For proof of this, it was recently estimated that Linux violates 283 patents. Linux is mainly a reimplementation of Unix, a system which predated software patents by a long way: these patents are therefore "incidental" violations committed in the normal process of implementing software. This does not bode well for production of software: you will violate patents, you won't know it, and your work is no longer yours to control.

But let us assume, for a moment, that the levels of obviousness and prior art are dramatically increased, and all these patents are swept away. I can't see how such a thing is possible, but that's another debate.

We are still left with the non-obvious, novel patents, such as in the RProxy patent woes. Do we need patents as an incentive for people to make progress in software? How much damage are patents doing to software progress?

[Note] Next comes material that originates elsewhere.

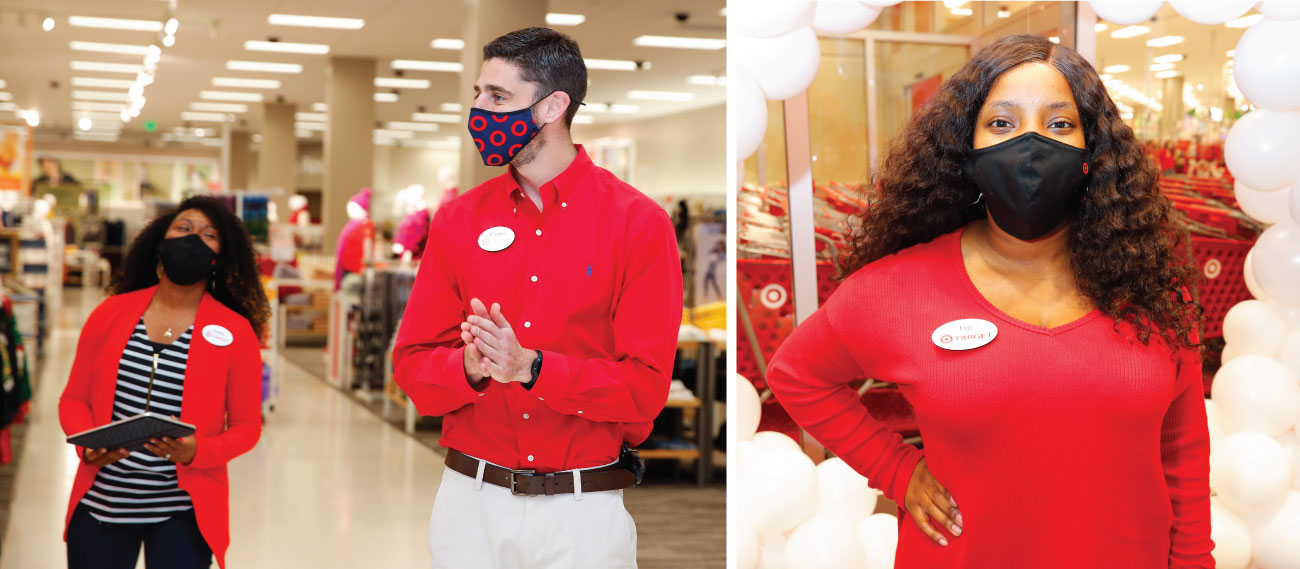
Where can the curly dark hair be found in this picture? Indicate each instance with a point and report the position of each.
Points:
(235, 282)
(1127, 250)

For the first question, the flourishing of software prior to its patentability shows this clearly, such as the case of Dan Bricklan's Visicalc (the first spreadsheet, not patented, now a market dominated by Microsoft's Excel). This is because, unlike drugs or mechanical devices, software is already protected by copyright: the extension of patents to cover software made it the only area covered by both. Indeed, copyright on software is far more powerful than on a book, because the copyright holder can distribute only the binaries, not their actual creation, leveraging into a monopoly on support and fixes. With an estimated 10 million programmers in the world, a lack of incentives is very hard to argue: this is a result of the barriers to entry being so low. This low barrier also makes things like Open Source development possible, and the Internet. It is hard to argue that we would have been better off without these developments.

On the damage side of the equation, these same low barriers to entry make the barriers produced by patents disproportionately destructive. If it costs millions to produce a drug, patent and lawyers fees don't make such a difference. It is the normal low barriers of software which make ubiquitous infrastructure possible. Once again, the rproxy problems illustrate the loss we face due to patents in this area.